The pores were larger, the jaw rough, the skin itself feeling a little softer and thinner than before.

“You said about your kids wanting to usurp Sharan’s throne… or something like that.”

He nodded.

“That means you have thought about kids?”

“Not in the literal sense. But that’s one of the reasons I swore off settling down.

When we met again here, in Paris… I saw how your goals were different.

I no more felt like I would be doing an injustice to you by not giving you that palace, that extended family, that heritage.

I did not feel like I was cheating you out of something you did not crave in the first place. Tell me, do you crave it?”

“No.”

“Truth?”

“Complete truth.”

“You were always a bubbly, extrovert girl.”

“So?”

“So I always saw you as the life of a palace, any palace. The princess, then the queen. You were born to light up palaces and people’s faces, Ava. How could I do this to you?”

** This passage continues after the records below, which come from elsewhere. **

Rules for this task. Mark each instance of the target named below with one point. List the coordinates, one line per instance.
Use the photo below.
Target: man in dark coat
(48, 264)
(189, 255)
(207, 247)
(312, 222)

“Shhh…” she stapled his lips between her fingers. He chuckled. “Decision has been made. You know my answer now. And I can be bubbly and extrovert anywhere. Give me people, I am happy.”

He shook his head, grabbing her hand from his mouth and pressing a kiss to the centre of her palm. “You are also an introvert at heart.”

“No!”

“You are. Or explain why you have colleagues, new friends and everything in Paris and yet spend more time at your apartment than outdoors?”

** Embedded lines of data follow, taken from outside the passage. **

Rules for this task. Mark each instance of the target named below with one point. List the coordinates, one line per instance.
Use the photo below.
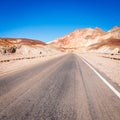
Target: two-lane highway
(64, 88)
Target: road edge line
(102, 78)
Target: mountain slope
(89, 39)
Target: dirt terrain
(64, 88)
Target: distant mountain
(79, 39)
(89, 39)
(23, 46)
(108, 43)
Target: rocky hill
(90, 39)
(24, 46)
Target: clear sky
(47, 20)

She fell silent. Was he right? He was. She had spent more time texting him from home in the last few months than she had exploring the nightlife of Paris. And it was a happening nightlife on a daily basis.

“I am ambivert?” She frowned, trying to chew over that thought. “Or maybe I am on a spectrum. More phases of extrovert than introvert? I am extro-ambivert?”

“Whatever you are, you are mine,” he pulled her body into his, letting her head relax on the bulge of his bicep. “Light up our home one day, wherever it is.”

“And your pretty face,” she kissed his bicep. Samarth laughed, pushing her around until she lay on her side, her pillow between her legs and his leg over hers. His mouth pressed into the back of her head.

“Go to sleep now.”

“Not so sleepy anymore.”

“Count sheep.”

“I’d rather count the debt of kisses I owe you,” she sputtered. And for the first time Avantika discovered that she could laugh to sleep. As could he.